Accordingly, by considering these factors along with Unum's conflict of interest and history of denying valid claims, the court found an abuse of discretion. The court did throw a bone to Unum, however, in explaining:

This was an extremely close call for the Court. Unum did much more in this case to conduct multiple levels of review and even, on one occasion, brought in a doctor not associated with the company. Clearly the company has paid a continuing price for its parsimonious and often unfair processing of claims in prior cases. The Court agrees it would be equally unfair to punish Unum forever for past failures. However, the Court ultimately finds that Unum's failure to take the steps discussed above and its decision not to use "truly independent medical examiners or a neutral, independent review process" tilts the final result toward a decision in favor of the plaintiff under this abuse of discretion standard. *19.

Also, because this ruling was made on a motion for summary judgment filed by the defendant, and because the plaintiff had not filed a cross motion, the court refused to award benefits at this time and merely denied Unum's application for summary judgment.
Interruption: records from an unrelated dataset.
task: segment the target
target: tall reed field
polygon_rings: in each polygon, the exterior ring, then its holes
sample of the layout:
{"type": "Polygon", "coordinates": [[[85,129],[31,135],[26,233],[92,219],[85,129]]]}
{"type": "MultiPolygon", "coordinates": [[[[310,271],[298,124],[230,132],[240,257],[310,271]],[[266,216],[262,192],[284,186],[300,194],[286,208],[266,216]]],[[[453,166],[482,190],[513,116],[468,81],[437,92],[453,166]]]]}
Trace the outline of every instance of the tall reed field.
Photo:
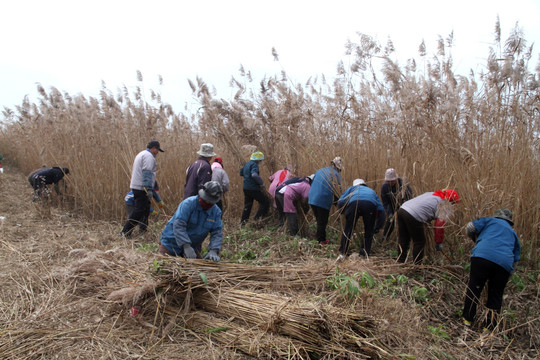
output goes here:
{"type": "MultiPolygon", "coordinates": [[[[349,64],[331,83],[319,75],[295,84],[284,72],[258,84],[241,68],[234,98],[215,98],[203,79],[189,85],[200,102],[192,114],[175,112],[140,86],[99,97],[38,86],[39,100],[3,111],[0,152],[22,171],[67,166],[69,206],[92,219],[123,221],[135,155],[151,139],[160,194],[172,212],[182,199],[185,171],[201,143],[214,144],[231,179],[225,221],[238,222],[243,206],[238,170],[249,146],[262,151],[267,179],[292,164],[307,176],[344,159],[343,190],[363,178],[379,192],[393,167],[416,195],[453,188],[460,195],[447,230],[450,250],[462,247],[468,221],[500,207],[514,212],[523,258],[540,261],[540,65],[531,72],[533,47],[516,27],[506,41],[495,26],[483,71],[455,74],[452,35],[428,54],[400,64],[389,41],[359,34],[347,44],[349,64]]],[[[274,52],[278,59],[278,54],[274,52]]],[[[31,192],[30,186],[28,191],[31,192]]],[[[333,214],[335,217],[336,214],[333,214]]]]}

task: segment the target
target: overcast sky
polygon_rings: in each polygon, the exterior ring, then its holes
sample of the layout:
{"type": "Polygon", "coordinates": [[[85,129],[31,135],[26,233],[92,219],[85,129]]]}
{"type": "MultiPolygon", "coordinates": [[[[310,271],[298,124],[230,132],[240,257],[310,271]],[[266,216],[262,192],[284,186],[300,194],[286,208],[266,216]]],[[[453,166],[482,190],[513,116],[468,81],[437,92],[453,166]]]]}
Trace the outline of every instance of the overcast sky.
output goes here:
{"type": "Polygon", "coordinates": [[[113,93],[132,89],[140,70],[180,112],[193,102],[187,79],[230,99],[240,65],[257,82],[282,69],[298,82],[331,79],[357,32],[392,39],[403,64],[422,40],[431,54],[453,31],[455,70],[466,75],[484,66],[497,16],[503,39],[518,22],[535,43],[534,65],[540,54],[540,0],[2,0],[0,13],[0,109],[34,100],[36,83],[86,96],[102,81],[113,93]]]}

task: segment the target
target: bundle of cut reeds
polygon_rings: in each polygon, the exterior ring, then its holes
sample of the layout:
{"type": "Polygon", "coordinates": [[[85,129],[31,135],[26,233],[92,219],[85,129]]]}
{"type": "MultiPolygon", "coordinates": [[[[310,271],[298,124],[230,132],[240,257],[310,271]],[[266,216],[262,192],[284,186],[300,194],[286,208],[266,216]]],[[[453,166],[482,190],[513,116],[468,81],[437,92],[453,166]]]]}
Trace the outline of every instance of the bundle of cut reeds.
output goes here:
{"type": "Polygon", "coordinates": [[[334,271],[170,259],[155,277],[157,286],[169,297],[164,303],[171,304],[165,313],[184,312],[176,308],[179,303],[184,304],[184,310],[193,306],[212,313],[214,320],[199,315],[192,317],[192,321],[198,320],[188,326],[195,329],[202,326],[200,322],[208,323],[207,327],[219,329],[212,339],[253,356],[261,352],[290,356],[291,347],[298,358],[306,358],[306,354],[351,354],[347,358],[388,354],[375,339],[372,317],[335,307],[314,295],[320,293],[334,271]],[[280,289],[294,289],[297,294],[285,296],[276,292],[280,289]],[[313,289],[318,291],[309,291],[313,289]],[[227,320],[219,320],[221,317],[227,320]],[[252,341],[266,335],[277,343],[252,341]]]}
{"type": "Polygon", "coordinates": [[[205,260],[170,258],[164,260],[155,274],[158,282],[177,283],[191,289],[203,285],[231,286],[272,290],[320,290],[333,274],[328,264],[309,266],[253,266],[205,260]]]}

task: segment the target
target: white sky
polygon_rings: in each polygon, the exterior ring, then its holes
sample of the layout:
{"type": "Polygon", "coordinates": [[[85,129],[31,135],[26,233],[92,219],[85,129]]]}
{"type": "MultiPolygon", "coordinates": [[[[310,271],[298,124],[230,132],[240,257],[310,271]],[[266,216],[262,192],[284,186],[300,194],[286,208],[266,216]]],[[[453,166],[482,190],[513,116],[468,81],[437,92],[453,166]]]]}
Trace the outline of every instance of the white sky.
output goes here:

Discussion: This is an extremely useful case for both plaintiffs and defendants. Unum would certainly have won had it obtained an independent medical examination, assuming such an examination would have supported a benefit denial, which is highly dubious in view of the other evidence. Instead, the court had sound grounds for rejecting Unum's file review.

From the plaintiff's perspective, this case illustrates measures that can significantly enhance a claim:

  • The importance of clarity and detail in medical reports. The court was plainly impressed by the doctors' opinions relating to the inability to image the pathology causing the claimant's pain.
  • The value of witness reports. The claimant's participation in long-distance travel can be damaging to a claim, but when the apparent inconsistency of being disabled and taking a trip can be adequately explained, the damage is significantly mitigated.
  • Corroboration. Particularly in a claim such as this, which is highly dependent on the veracity of the claimant's pain complaints, corroboration from multiple sources is extremely valuable. Here, the plaintiff's complaints were corroborated by multiple physicians, by functional capacity testing (performed by a doctor who has a stronger affiliation with insurers than claimants), and by lay witnesses. Unum had absolutely no means of rebutting that evidence based on the nature of its review and assessment of the claim.
  • The Glenn ruling also worked to the plaintiff's advantage here in three respects: 1) the recognition of Unum's past history of biased claims administration; 2) the insurer's emphasis on evidence supporting a denial while ignoring the full context of the record; and 3) Unum's conjecture about personal activities without any reliable evidentiary support.